Single by Mike Oldfield

from the album QE2
- A-side: "Wonderful Land"
- Released: 28 November 1980
- Recorded: Denham, 1980
- Genre: Progressive rock
- Length: 3:33
- Label: Virgin
- Songwriter(s): Mike Oldfield
- Producer(s): Mike Oldfield David Hentschel

Mike Oldfield singles chronology
| "Arrival" (1980) | "Sheba" (1980) | "The Singles" (1981) |

= Sheba (song) =

"Sheba" is a single by musician Mike Oldfield, released in 1980. It is from the album QE2. In many countries the Shadows cover, "Wonderful Land", was the A-side, while the B-side was "Sheba".

Vocals on "Sheba" were performed by Maggie Reilly, and drum parts were played by Phil Collins; Oldfield plays all other instruments. The lyrics to "Sheba" are simply vocalisations set to the backing track.

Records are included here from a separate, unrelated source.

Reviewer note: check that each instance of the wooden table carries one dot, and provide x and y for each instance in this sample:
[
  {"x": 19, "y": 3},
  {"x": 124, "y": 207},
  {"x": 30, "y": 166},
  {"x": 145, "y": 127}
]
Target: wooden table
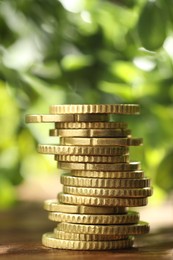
[{"x": 20, "y": 238}]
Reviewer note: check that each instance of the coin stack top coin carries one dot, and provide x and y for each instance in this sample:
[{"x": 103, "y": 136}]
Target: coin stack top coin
[{"x": 92, "y": 211}]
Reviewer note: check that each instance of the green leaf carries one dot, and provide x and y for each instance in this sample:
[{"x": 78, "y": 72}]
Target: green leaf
[
  {"x": 164, "y": 174},
  {"x": 152, "y": 26}
]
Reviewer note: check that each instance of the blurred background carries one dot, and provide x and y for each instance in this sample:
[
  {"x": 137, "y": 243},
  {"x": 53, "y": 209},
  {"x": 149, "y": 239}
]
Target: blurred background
[{"x": 81, "y": 51}]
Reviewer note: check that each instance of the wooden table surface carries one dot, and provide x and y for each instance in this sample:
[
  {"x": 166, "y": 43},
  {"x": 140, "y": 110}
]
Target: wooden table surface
[{"x": 20, "y": 238}]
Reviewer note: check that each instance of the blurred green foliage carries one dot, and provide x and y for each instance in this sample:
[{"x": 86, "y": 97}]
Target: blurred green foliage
[{"x": 81, "y": 51}]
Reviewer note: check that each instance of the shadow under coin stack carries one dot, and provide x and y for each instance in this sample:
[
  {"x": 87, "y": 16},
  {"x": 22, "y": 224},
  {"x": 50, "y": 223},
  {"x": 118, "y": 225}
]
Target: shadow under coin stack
[{"x": 101, "y": 184}]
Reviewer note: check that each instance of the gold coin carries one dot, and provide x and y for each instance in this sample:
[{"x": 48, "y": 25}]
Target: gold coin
[
  {"x": 129, "y": 218},
  {"x": 106, "y": 192},
  {"x": 101, "y": 201},
  {"x": 49, "y": 240},
  {"x": 101, "y": 141},
  {"x": 92, "y": 158},
  {"x": 66, "y": 118},
  {"x": 82, "y": 150},
  {"x": 70, "y": 180},
  {"x": 109, "y": 175},
  {"x": 54, "y": 205},
  {"x": 86, "y": 237},
  {"x": 90, "y": 132},
  {"x": 95, "y": 125},
  {"x": 95, "y": 108},
  {"x": 132, "y": 166},
  {"x": 132, "y": 229}
]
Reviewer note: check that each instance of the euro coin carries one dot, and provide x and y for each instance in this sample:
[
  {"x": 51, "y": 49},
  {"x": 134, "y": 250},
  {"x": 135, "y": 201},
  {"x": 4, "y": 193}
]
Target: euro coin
[
  {"x": 89, "y": 125},
  {"x": 126, "y": 229},
  {"x": 90, "y": 132},
  {"x": 55, "y": 206},
  {"x": 131, "y": 217},
  {"x": 101, "y": 141},
  {"x": 132, "y": 109},
  {"x": 92, "y": 158},
  {"x": 101, "y": 201},
  {"x": 106, "y": 192},
  {"x": 109, "y": 175},
  {"x": 82, "y": 150},
  {"x": 70, "y": 180},
  {"x": 131, "y": 166},
  {"x": 86, "y": 237},
  {"x": 49, "y": 240}
]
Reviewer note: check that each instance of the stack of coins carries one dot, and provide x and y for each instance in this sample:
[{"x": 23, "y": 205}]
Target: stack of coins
[{"x": 92, "y": 212}]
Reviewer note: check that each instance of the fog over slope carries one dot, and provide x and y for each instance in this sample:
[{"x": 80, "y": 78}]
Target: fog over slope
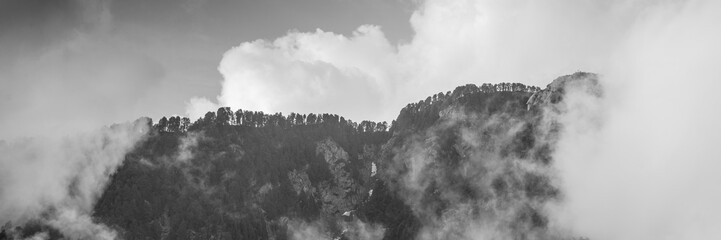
[{"x": 639, "y": 163}]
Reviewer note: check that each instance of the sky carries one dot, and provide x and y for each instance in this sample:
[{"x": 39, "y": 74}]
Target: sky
[
  {"x": 73, "y": 64},
  {"x": 642, "y": 163}
]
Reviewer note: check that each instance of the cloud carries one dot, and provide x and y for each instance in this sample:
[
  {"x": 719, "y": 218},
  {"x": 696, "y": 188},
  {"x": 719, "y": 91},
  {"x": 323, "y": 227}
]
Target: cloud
[
  {"x": 648, "y": 171},
  {"x": 64, "y": 70},
  {"x": 638, "y": 165},
  {"x": 365, "y": 76},
  {"x": 58, "y": 179}
]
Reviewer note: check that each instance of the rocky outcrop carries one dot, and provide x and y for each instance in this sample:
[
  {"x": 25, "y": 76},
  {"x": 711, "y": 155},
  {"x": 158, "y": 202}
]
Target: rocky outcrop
[
  {"x": 342, "y": 194},
  {"x": 553, "y": 93}
]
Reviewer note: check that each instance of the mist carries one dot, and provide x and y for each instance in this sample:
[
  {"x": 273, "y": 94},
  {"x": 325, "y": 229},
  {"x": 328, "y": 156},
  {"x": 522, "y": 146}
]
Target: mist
[
  {"x": 57, "y": 180},
  {"x": 638, "y": 164},
  {"x": 649, "y": 170}
]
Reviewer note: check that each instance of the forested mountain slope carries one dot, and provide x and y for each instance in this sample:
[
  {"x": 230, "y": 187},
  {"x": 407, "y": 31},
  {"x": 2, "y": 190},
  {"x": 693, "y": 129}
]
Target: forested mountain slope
[{"x": 472, "y": 161}]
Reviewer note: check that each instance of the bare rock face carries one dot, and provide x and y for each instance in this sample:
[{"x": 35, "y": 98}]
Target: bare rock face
[
  {"x": 300, "y": 181},
  {"x": 554, "y": 91},
  {"x": 342, "y": 194}
]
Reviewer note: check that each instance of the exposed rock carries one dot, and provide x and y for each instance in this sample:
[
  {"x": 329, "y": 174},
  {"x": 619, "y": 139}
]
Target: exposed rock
[
  {"x": 343, "y": 193},
  {"x": 300, "y": 181},
  {"x": 554, "y": 91}
]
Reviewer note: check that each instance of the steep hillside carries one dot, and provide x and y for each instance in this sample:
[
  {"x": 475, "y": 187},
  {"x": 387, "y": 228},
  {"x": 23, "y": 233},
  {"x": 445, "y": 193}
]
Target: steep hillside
[{"x": 477, "y": 160}]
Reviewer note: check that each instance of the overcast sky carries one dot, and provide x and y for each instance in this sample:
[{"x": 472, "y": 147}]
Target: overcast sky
[
  {"x": 641, "y": 164},
  {"x": 69, "y": 63},
  {"x": 73, "y": 64}
]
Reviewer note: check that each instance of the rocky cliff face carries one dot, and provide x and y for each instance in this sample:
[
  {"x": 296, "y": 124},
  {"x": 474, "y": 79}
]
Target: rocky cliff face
[
  {"x": 554, "y": 91},
  {"x": 462, "y": 162}
]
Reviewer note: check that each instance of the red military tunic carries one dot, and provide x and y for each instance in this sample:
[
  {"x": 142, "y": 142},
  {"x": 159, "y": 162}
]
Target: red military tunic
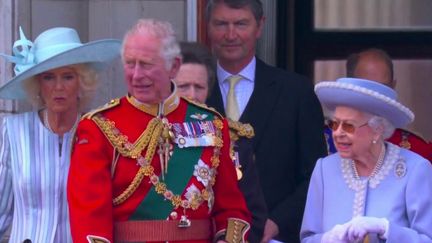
[
  {"x": 413, "y": 142},
  {"x": 98, "y": 174}
]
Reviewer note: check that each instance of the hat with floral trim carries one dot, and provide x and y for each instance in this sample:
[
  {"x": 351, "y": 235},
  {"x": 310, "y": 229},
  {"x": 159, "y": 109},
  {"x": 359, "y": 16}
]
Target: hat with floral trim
[
  {"x": 54, "y": 48},
  {"x": 364, "y": 95}
]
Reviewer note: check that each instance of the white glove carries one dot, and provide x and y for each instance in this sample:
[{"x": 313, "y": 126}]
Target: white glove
[
  {"x": 359, "y": 227},
  {"x": 338, "y": 234}
]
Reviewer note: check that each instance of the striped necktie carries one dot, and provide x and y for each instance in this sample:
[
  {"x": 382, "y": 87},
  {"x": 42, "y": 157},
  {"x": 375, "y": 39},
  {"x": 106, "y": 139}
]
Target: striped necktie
[{"x": 232, "y": 109}]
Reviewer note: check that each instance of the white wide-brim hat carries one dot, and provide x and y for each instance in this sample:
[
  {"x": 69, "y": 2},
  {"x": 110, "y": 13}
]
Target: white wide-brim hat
[
  {"x": 366, "y": 96},
  {"x": 54, "y": 48}
]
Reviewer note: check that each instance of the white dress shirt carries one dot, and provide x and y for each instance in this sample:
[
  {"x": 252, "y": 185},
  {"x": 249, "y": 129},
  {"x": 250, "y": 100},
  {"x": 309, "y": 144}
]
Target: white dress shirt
[{"x": 243, "y": 89}]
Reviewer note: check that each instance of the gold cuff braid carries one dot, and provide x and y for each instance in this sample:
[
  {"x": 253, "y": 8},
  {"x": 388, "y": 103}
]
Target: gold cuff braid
[{"x": 236, "y": 230}]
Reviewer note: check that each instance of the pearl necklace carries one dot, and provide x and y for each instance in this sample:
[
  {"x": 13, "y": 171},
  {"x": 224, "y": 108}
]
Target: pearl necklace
[
  {"x": 377, "y": 166},
  {"x": 47, "y": 125}
]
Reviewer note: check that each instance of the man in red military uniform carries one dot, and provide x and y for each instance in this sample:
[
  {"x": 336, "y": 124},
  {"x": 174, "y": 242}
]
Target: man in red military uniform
[{"x": 153, "y": 167}]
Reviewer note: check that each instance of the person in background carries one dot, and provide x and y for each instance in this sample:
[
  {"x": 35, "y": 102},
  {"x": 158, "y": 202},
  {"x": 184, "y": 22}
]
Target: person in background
[
  {"x": 346, "y": 196},
  {"x": 58, "y": 75},
  {"x": 151, "y": 166},
  {"x": 375, "y": 64},
  {"x": 280, "y": 105},
  {"x": 194, "y": 79},
  {"x": 196, "y": 75}
]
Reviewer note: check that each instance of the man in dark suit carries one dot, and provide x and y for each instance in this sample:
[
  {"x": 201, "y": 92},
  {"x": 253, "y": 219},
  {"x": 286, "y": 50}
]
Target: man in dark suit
[
  {"x": 195, "y": 78},
  {"x": 281, "y": 106}
]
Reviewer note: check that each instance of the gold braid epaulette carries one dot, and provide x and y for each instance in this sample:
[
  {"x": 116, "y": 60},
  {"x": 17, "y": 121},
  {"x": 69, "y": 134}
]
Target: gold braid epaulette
[
  {"x": 112, "y": 103},
  {"x": 149, "y": 138},
  {"x": 238, "y": 129}
]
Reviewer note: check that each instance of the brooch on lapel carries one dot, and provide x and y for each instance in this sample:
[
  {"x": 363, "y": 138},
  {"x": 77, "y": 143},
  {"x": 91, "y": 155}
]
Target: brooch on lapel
[{"x": 400, "y": 168}]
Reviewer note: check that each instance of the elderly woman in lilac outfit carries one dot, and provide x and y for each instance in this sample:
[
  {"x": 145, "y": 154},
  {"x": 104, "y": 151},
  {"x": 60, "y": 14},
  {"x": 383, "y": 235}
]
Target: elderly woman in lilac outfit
[
  {"x": 57, "y": 73},
  {"x": 370, "y": 190}
]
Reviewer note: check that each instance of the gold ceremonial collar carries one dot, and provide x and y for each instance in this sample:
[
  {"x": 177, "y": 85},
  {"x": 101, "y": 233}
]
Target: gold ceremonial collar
[{"x": 169, "y": 104}]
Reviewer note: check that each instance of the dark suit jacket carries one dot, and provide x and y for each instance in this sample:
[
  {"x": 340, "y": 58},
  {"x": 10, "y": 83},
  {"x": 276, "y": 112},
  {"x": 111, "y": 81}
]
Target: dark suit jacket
[
  {"x": 251, "y": 189},
  {"x": 288, "y": 121}
]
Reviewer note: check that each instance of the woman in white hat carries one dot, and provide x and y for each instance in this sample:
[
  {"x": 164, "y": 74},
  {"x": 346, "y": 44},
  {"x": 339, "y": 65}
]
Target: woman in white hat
[
  {"x": 370, "y": 189},
  {"x": 57, "y": 73}
]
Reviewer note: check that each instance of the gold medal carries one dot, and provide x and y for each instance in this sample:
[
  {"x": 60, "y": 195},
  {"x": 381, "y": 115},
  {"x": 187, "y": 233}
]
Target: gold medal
[{"x": 239, "y": 173}]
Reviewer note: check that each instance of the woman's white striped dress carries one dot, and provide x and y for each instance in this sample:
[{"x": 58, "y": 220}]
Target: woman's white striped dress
[{"x": 33, "y": 176}]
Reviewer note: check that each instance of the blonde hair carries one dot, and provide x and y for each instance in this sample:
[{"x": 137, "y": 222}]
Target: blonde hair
[
  {"x": 162, "y": 30},
  {"x": 88, "y": 82}
]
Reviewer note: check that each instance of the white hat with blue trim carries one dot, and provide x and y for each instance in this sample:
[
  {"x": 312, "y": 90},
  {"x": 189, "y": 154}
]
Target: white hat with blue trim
[
  {"x": 54, "y": 48},
  {"x": 366, "y": 96}
]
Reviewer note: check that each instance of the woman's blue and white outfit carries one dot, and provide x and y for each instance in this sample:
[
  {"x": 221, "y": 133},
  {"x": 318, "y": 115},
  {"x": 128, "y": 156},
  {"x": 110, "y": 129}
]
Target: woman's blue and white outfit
[{"x": 33, "y": 176}]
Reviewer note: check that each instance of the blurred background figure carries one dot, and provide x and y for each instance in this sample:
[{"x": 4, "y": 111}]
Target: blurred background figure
[
  {"x": 58, "y": 75},
  {"x": 196, "y": 76},
  {"x": 375, "y": 64},
  {"x": 195, "y": 80},
  {"x": 346, "y": 191}
]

"Wonderful Land" is an instrumental, and is a cover, originally released as a single by The Shadows in 1962.

== Track listing ==
1. "Sheba" – 3:33
2. "Wonderful Land" (edit) – 2:50

== "Wonderful Land" video ==
The video for "Wonderful Land" again shows Oldfield playing various instruments, including a violin, which he has claimed not to be able to play very well. The video is available on the Elements – The Best of Mike Oldfield video.